= Huanuni tin mine =

Tin mine in Huanuni, Bolivia

The Huanuni tin mine is a large Bolivian mine situated about 60 km south of Oruro, Bolivia, on the way to the famous Villa Imperial de Potosí, as the city was and is known since colonial times. The mine is situated in Bolivia's tin mining heartland and is the sister mine of the Colquiri mine tin-zinc mine. It was originally owned at the turn of the 20th century by Don Vicko Orlandini (Don Vincenzo Orlandini), who was a member of one of Bolivia's famous tin mining families and also owner of El Porvenir-Cataricahua, in Huanuni, Oruro, Bolivia. The Huanuni mine was later sold to Simón Iturri Patiño, a well-known tin baron.
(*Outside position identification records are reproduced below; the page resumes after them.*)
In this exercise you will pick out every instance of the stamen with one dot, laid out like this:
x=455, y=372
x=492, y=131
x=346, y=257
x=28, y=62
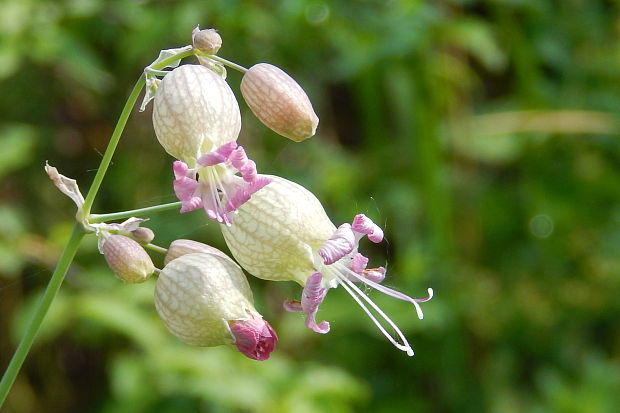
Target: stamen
x=311, y=298
x=356, y=293
x=389, y=291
The mine was discovered by chance in the 19th century and was mined for a long time using simple tools; the means of transport were donkeys. From 1930 to the late 1940s the Huanuni mine took Catavi mine's title of the largest underground tin mine in the world. The Huanuni mine retained this title until the end of the 20th century. Thousands of Bolivian mine workers still go underground every day.

Using traditional mining methods, the average lifespan of a mine worker from the local community was traditionally 46 years. Lifespan and pay have since increased dramatically, as average lifespan has increased to over 60 years. Currently, the Huanuni Mine is still Bolivia's largest underground tin mine and the world's richest cassiterite deposit.